STUG III Brigade 191 The Buffalo Brigade written by Bruno Bork and published by Greenhill Books - £25.00 - Hardback - Pages 311
This illustrated volume tells the tale of Brigade 191, aka the ‘Buffalo Brigade’, who used the Sturmgeschütz III as they took part in Operation Barbarossa in the Ukraine, saw action during the fight for Greece in 1941 and were deployed to the areas of heaviest fighting in the campaign against the Soviet Union. This began with the infantry advance from Ukraine to Moscow (1941): then to Voronezh, Kursk, the Caucasus and Kuban (1942), then the Kertsch Peninsula and the Crimea (1943-1944), before they were finally evacuated from Sevastopol into Romania by naval lighters. On the South-east Front (the retreat through the Balkans), the Brigade fought its way into Austria and was still fighting on the last day of the war to keep a corridor open.
Keen to write an account recording the tactical significance of the Sturmgeschütz III, while surviving members of Brigade 191 also wished for a cohesive documentary record of the war, Bork set about gathering military records and literature, as well as interviewing as many ex-Brigade men as possible, in order to bring this detailed account into being.

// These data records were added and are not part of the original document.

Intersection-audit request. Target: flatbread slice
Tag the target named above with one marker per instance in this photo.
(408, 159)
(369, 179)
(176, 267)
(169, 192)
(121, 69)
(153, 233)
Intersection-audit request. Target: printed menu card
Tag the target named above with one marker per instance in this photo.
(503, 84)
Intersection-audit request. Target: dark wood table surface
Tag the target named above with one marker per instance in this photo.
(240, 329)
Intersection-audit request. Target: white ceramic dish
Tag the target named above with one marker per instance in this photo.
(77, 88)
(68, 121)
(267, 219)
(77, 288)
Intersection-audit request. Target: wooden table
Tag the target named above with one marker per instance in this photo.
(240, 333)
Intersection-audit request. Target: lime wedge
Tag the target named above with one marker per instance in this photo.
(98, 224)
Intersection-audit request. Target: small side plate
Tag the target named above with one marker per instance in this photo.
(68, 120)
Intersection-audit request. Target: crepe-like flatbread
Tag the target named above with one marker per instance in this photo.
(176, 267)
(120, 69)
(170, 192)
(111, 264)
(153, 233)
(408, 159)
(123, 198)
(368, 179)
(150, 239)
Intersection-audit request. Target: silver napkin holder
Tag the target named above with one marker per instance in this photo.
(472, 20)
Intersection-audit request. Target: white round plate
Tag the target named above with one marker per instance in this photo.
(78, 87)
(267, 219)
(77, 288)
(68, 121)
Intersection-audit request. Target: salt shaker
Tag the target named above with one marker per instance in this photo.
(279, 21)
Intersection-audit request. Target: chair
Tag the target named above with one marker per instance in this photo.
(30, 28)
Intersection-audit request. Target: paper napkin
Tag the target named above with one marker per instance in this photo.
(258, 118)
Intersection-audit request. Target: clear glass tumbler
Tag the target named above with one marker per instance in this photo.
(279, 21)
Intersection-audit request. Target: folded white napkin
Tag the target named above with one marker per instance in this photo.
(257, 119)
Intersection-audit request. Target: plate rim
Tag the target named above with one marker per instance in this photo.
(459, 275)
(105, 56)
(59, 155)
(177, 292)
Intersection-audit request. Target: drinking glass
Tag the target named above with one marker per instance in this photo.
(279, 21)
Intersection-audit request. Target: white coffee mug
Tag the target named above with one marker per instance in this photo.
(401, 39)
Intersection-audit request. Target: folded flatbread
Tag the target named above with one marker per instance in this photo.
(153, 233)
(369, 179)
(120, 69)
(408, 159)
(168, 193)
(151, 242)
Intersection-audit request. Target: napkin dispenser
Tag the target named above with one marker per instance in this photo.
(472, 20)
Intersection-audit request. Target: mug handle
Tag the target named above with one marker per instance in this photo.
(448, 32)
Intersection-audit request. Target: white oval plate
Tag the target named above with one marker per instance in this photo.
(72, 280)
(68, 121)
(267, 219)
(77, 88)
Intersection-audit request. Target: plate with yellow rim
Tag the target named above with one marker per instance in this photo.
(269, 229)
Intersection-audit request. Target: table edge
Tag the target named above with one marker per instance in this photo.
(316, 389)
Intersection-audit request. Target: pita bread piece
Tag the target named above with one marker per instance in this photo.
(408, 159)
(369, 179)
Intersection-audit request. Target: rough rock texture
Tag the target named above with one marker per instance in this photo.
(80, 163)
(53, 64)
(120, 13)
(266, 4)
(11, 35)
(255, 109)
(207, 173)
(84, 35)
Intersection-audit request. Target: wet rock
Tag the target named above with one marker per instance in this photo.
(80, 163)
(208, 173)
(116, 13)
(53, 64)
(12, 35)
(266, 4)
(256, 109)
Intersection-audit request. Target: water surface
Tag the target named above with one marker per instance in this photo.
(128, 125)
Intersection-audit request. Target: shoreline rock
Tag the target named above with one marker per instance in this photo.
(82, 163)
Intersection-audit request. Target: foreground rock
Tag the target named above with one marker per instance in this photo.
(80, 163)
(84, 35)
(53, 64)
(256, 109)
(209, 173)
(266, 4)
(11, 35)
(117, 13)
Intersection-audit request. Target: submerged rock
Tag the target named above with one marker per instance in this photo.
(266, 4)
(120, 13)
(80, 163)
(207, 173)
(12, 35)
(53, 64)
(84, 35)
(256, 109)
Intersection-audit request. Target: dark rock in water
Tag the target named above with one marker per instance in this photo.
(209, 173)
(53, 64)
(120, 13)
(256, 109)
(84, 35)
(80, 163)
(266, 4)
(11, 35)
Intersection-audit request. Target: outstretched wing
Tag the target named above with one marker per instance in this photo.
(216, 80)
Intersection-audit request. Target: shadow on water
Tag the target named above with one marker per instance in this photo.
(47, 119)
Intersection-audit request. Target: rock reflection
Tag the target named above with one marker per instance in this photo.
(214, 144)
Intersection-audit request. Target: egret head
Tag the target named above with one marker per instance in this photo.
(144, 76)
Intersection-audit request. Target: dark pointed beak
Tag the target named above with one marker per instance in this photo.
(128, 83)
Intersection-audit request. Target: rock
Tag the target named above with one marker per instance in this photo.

A fascinating book indeed that tells the story of German troops in the German army serving with Brigade 191. This unit served from as far as the Balkans and Greece to Moscow and Kursk. Through the thoughts and opinions of first-hand accounts of German soldiers this book clearly reveals the harshness of life and conditions serving in this unit and the devastating encounters they faced and endured. We now see more and more of these books detailing the ‘other side’ of the story by giving us the opinions and evidence of the German side, an excellent thing as this can only give us a better and fuller picture of important events. This book is well written by the author Bruno Bork and I must say that the book contains a great number of photographs which I think do the book much credit and appeal. I would happily recommend this book to others, especially those interested in German first-hand accounts.